This project can be used to reproduce the experiments presented in:
- Alberto Castellini, Federico Bianchi*, Edoardo Zorzi*, Thiago D. Simão, Alessandro Farinelli, Matthijs T. J. Spaan, "Scalable Safe Policy Improvement via Monte Carlo Tree Search"
The project is implemented in Python 3.10 and tested on Ubuntu 20.04.5 LTS (for the full list of requirements please refer to file requirements.txt)
We include the following:
-
Libraries of the following algorithms (subfolder src):
- SPIBB (from Romain Laroche https://github.com/RomainLaroche/SPIBB)
- SPIBB_DP (Dynamic Programming) (our implementation)

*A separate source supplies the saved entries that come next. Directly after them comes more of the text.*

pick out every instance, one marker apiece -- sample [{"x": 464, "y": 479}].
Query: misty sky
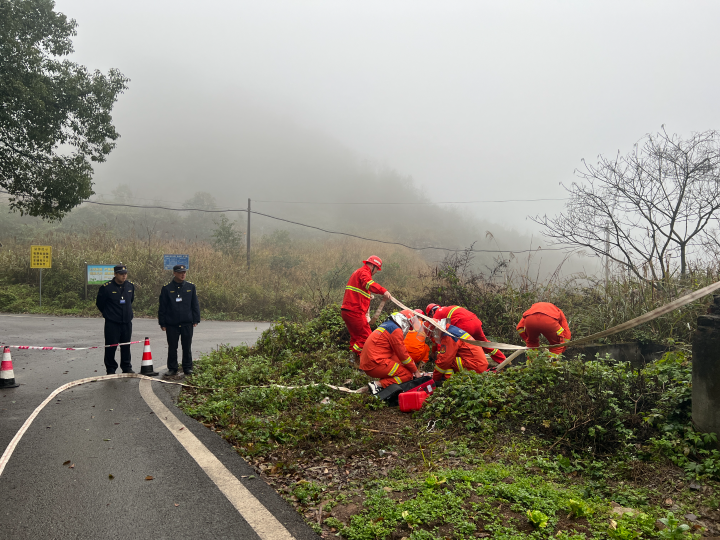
[{"x": 471, "y": 99}]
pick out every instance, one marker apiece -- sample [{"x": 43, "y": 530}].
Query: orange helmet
[{"x": 374, "y": 259}]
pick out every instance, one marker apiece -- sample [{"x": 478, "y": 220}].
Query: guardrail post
[{"x": 706, "y": 371}]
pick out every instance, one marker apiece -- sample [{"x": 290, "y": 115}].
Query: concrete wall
[{"x": 706, "y": 371}]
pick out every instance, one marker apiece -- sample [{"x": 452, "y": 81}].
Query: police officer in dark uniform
[
  {"x": 178, "y": 314},
  {"x": 114, "y": 301}
]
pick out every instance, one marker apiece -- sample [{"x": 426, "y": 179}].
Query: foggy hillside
[
  {"x": 189, "y": 142},
  {"x": 187, "y": 152}
]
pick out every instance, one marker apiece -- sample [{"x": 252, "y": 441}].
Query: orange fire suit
[
  {"x": 356, "y": 303},
  {"x": 416, "y": 347},
  {"x": 468, "y": 321},
  {"x": 385, "y": 357},
  {"x": 454, "y": 355},
  {"x": 546, "y": 319}
]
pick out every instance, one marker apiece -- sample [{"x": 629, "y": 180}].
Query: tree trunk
[{"x": 682, "y": 261}]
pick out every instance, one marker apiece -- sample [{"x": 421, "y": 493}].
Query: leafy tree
[
  {"x": 646, "y": 208},
  {"x": 54, "y": 114},
  {"x": 225, "y": 237}
]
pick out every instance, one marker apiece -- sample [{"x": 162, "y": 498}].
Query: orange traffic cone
[
  {"x": 146, "y": 367},
  {"x": 7, "y": 375}
]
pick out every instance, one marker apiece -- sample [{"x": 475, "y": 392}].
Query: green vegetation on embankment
[
  {"x": 294, "y": 279},
  {"x": 549, "y": 450}
]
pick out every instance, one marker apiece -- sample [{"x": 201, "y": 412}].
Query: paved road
[{"x": 126, "y": 428}]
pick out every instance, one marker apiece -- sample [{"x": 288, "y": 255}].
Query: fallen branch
[{"x": 379, "y": 431}]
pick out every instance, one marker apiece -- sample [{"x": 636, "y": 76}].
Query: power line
[
  {"x": 208, "y": 210},
  {"x": 405, "y": 245},
  {"x": 413, "y": 203},
  {"x": 330, "y": 232},
  {"x": 318, "y": 228}
]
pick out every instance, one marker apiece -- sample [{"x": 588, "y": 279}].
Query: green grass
[{"x": 490, "y": 455}]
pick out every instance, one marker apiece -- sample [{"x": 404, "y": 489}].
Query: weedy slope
[{"x": 564, "y": 450}]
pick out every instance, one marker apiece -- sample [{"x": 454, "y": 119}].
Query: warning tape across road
[{"x": 38, "y": 348}]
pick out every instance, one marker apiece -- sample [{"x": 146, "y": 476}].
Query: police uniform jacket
[
  {"x": 115, "y": 301},
  {"x": 178, "y": 304}
]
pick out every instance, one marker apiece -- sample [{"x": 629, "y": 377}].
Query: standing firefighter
[
  {"x": 415, "y": 344},
  {"x": 385, "y": 357},
  {"x": 356, "y": 302},
  {"x": 546, "y": 319},
  {"x": 468, "y": 321},
  {"x": 454, "y": 355},
  {"x": 114, "y": 301}
]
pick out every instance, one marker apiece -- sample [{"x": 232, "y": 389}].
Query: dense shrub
[{"x": 597, "y": 408}]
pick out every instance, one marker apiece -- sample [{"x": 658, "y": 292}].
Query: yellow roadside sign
[{"x": 40, "y": 256}]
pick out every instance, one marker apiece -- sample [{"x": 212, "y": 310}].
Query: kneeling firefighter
[
  {"x": 546, "y": 319},
  {"x": 454, "y": 355},
  {"x": 384, "y": 355},
  {"x": 415, "y": 344},
  {"x": 468, "y": 321}
]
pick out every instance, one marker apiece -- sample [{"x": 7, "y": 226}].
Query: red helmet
[{"x": 374, "y": 259}]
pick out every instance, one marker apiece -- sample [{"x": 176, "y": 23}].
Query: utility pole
[{"x": 248, "y": 235}]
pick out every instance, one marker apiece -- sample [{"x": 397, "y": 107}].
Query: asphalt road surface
[{"x": 117, "y": 434}]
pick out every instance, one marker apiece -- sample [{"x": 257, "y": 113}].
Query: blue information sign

- MCTS-SPIBB (our implementation)
-
Environments (subfolder envs):
- Gridworld environment,
- SysAdmin environment.
-
MCTS-SPIBB experiments (see file script_running_examples.txt to learn how to set script parameters):
-
Gridworld experiment of Section 'Results on convergence'. Run:
python results_on_convergence_gridworld.py
-
SysAdmin experiment of Section 'Results on convergence'. Run:
python results_on_convergence_sysadmin.py
-
Gridworld experiment of Section 'Results on safety'. Run:
python results_on_safety_gridworld.py
-
SysAdmin experiment of Section 'Results on safety'. Run:
python results_on_safety_sysadmin.py
-
SysAdmin experiment of Section 'Results on scalability'. Run:
python results_on_scalability_sysadmin.py
-
Other experiments using MCTS-SPIBB and SPIBB_DP on SysAdmin. Run:
python results_on_convergence_and_safety_sysadmin.py
-
Each script running on domain X generates results in the folder out/X in .pkl files. In particular:
- Datasets D are saved in subfolder out/X/batch
- Mask matrices (N_D(s, a) >= N_wedge) are saved in subfolder out/X/mask
- MLE transition models are saved in subfolder out/X/mle
- Mask matrices N_D(s, a) are saved in subfolder out/X/q
- Policy performance (e.g. state-values, average discounted returns) are saved in subfolder out/X/results
Figures displayed in the paper can be generated from files in subfolder out/X/results
The comparison of MCTS-SPIBB with the other state-of-the-art SPI algorithms on the WetChicken domain was performed using the benchmark presented by:
- P. Scholl, F. Dietrich, C. Otte, and S. Udluft. Safe Policy Improvement Approaches on Discrete Markov Decision Processes. ICAART 2022, to appear (arXiv:2201.12175) (https://github.com/Philipp238/Safe-Policy-Improvement-Approaches-on-Discrete-Markov-Decision-Processes)
This project is GPLv3-licensed. MCTS-SPIBB authors kindly ask to cite the paper:
- Alberto Castellini, Federico Bianchi*, Edoardo Zorzi*, Thiago D. Simão, Alessandro Farinelli, Matthijs T. J. Spaan, "Scalable Safe Policy Improvement via Monte Carlo Tree Search" if the code is used in other projects.